Self-Supervised Few-Shot Learning on Point Clouds

NeurIPS 2020  ·  Charu Sharma, Manohar Kaul ·

The increased availability of massive point clouds coupled with their utility in a wide variety of applications such as robotics, shape synthesis, and self-driving cars has attracted increased attention from both industry and academia. Recently, deep neural networks operating on labeled point clouds have shown promising results on supervised learning tasks like classification and segmentation. However, supervised learning leads to the cumbersome task of annotating the point clouds. To combat this problem, we propose two novel self-supervised pre-training tasks that encode a hierarchical partitioning of the point clouds using a cover-tree, where point cloud subsets lie within balls of varying radii at each level of the cover-tree.
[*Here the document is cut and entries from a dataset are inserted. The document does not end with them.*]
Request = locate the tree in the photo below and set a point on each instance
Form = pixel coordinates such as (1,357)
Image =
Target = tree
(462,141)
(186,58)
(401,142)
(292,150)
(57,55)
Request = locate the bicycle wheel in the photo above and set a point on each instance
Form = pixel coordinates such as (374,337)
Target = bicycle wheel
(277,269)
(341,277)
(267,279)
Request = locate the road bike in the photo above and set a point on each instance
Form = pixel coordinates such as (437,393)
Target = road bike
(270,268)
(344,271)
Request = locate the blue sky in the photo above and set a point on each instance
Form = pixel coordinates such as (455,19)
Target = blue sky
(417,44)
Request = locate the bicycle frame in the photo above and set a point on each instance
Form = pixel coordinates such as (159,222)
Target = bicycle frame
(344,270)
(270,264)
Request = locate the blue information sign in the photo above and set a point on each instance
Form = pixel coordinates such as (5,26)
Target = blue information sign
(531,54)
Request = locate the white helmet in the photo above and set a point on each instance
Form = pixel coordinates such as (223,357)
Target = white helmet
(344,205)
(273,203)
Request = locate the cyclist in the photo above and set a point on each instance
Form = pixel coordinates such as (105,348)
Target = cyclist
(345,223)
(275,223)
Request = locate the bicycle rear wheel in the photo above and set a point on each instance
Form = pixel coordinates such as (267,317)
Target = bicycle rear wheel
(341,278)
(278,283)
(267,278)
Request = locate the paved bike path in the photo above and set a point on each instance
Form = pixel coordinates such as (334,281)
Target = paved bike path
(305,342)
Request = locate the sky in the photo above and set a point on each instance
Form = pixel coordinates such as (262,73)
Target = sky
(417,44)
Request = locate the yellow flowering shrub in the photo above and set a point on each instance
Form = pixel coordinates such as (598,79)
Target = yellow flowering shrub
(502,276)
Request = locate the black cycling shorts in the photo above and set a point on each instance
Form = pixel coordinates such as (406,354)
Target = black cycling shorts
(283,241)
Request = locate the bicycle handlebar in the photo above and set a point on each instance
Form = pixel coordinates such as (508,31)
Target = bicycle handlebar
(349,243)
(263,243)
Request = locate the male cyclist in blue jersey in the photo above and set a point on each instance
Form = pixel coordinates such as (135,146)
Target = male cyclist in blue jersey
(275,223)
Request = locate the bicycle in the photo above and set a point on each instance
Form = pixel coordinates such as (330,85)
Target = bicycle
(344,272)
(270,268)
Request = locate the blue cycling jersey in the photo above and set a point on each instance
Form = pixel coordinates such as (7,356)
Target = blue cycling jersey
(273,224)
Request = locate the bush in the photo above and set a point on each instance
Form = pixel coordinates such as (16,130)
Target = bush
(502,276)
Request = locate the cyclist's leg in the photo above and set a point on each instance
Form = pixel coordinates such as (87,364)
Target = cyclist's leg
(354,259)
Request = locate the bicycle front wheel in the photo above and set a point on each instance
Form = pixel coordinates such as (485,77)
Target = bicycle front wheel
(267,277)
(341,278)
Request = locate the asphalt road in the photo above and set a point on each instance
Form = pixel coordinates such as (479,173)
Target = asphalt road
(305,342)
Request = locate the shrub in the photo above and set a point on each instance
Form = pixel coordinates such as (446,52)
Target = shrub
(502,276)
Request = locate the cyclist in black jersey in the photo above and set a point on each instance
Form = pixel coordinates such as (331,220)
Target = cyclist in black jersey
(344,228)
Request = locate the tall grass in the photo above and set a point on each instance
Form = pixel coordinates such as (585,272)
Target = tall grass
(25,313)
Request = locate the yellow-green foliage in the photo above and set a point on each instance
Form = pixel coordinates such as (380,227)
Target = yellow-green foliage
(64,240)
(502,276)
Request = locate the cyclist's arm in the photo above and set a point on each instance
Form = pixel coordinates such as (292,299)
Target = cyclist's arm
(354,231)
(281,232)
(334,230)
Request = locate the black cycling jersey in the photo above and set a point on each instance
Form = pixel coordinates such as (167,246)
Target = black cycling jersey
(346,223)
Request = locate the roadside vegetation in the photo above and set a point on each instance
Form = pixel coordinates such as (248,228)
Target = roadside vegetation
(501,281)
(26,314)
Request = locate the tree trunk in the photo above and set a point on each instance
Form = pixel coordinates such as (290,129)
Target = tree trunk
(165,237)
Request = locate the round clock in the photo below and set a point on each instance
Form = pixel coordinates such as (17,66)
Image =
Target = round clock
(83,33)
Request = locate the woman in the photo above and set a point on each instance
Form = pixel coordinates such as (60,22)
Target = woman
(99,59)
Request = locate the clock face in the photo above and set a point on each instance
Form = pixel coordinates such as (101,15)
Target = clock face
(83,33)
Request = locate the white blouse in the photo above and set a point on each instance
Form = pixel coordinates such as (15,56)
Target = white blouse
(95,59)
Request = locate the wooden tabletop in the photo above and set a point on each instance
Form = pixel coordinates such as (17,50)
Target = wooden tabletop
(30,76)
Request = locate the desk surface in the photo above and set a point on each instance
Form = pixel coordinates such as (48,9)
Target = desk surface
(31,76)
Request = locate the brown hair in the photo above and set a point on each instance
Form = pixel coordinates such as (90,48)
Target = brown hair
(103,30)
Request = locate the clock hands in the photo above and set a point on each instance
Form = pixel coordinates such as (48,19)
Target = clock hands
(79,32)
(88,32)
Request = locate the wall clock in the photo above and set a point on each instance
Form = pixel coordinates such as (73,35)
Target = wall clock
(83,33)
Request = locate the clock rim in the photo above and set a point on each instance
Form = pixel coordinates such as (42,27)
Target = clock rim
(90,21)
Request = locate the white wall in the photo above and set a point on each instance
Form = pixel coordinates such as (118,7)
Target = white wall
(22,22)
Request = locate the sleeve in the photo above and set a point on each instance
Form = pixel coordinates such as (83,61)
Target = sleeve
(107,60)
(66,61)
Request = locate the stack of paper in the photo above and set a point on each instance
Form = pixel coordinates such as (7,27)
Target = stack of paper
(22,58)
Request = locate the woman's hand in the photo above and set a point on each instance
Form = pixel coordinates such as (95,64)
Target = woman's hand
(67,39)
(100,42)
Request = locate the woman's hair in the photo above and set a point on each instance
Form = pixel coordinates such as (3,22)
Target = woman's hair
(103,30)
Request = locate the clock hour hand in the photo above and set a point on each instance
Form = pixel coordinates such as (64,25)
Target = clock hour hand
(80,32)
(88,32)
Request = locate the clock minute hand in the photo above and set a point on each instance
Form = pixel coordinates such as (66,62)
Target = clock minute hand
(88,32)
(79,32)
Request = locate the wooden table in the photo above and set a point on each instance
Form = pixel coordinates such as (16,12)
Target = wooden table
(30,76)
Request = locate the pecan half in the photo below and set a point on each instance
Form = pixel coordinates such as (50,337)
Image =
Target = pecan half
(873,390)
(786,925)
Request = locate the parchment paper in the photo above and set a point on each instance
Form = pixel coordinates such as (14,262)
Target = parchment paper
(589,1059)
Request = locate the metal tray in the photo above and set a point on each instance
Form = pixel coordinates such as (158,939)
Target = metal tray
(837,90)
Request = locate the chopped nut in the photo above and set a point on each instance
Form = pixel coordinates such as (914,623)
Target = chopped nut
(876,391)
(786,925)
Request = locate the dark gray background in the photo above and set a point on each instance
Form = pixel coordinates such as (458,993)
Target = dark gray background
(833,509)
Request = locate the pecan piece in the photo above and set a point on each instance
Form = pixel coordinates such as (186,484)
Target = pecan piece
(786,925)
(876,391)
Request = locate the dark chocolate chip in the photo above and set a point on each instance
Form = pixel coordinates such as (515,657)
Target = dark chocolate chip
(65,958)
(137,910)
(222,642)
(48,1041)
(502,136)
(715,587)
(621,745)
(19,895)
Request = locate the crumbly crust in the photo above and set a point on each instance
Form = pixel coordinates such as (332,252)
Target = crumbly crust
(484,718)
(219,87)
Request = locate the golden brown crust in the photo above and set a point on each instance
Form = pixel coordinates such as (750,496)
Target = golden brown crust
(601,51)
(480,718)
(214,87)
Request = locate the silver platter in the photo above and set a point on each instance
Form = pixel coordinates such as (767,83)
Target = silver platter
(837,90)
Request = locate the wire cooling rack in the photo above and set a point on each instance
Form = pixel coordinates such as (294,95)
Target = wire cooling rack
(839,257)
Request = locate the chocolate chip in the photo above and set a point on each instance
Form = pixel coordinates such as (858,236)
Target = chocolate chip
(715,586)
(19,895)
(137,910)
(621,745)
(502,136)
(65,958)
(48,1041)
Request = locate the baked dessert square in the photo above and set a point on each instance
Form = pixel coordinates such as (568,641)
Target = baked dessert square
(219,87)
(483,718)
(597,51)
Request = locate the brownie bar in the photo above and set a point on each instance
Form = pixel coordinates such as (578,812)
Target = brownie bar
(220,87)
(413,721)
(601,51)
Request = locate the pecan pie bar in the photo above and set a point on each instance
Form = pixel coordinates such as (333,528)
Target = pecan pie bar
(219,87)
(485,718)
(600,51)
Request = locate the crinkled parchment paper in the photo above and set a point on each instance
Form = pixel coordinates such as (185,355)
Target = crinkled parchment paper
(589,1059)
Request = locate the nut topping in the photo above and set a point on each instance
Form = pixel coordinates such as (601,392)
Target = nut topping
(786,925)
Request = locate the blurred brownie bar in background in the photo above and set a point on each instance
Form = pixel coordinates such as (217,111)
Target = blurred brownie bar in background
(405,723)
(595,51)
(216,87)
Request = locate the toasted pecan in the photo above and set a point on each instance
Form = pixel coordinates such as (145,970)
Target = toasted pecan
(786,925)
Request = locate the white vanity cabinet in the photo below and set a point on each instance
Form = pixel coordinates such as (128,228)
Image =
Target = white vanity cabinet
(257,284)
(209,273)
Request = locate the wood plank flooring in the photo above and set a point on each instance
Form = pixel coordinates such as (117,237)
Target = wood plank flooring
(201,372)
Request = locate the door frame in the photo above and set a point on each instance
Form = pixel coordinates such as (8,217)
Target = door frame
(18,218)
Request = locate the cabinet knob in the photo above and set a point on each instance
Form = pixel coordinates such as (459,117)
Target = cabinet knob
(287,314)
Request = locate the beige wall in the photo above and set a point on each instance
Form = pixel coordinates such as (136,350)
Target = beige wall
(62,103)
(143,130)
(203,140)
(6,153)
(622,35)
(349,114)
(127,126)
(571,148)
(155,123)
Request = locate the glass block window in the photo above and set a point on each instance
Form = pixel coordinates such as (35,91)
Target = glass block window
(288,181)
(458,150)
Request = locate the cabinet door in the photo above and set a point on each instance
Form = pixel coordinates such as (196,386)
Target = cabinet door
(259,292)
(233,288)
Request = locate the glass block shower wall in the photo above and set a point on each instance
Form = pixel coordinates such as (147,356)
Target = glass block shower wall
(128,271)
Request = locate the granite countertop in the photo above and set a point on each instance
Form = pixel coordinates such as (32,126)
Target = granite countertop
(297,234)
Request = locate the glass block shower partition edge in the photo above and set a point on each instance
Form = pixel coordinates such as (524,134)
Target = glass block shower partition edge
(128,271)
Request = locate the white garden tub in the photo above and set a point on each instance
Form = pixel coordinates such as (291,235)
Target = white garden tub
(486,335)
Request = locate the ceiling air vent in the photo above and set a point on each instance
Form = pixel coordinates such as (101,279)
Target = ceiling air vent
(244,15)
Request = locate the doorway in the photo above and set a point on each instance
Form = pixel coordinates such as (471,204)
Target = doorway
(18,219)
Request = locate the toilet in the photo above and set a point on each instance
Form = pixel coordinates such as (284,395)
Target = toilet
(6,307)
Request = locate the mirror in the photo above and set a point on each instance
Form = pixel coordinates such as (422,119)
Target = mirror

Furthermore, our self-supervised learning network is restricted to pre-train on the support set (comprising of scarce training examples) used to train the downstream network in a few-shot learning (FSL) setting. Finally, the fully-trained self-supervised network's point embeddings are input to the downstream task's network. We present a comprehensive empirical evaluation of our method on both downstream classification and segmentation tasks and show that supervised methods pre-trained with our self-supervised learning method significantly improve the accuracy of state-of-the-art methods. Additionally, our method also outperforms previous unsupervised methods in downstream classification tasks.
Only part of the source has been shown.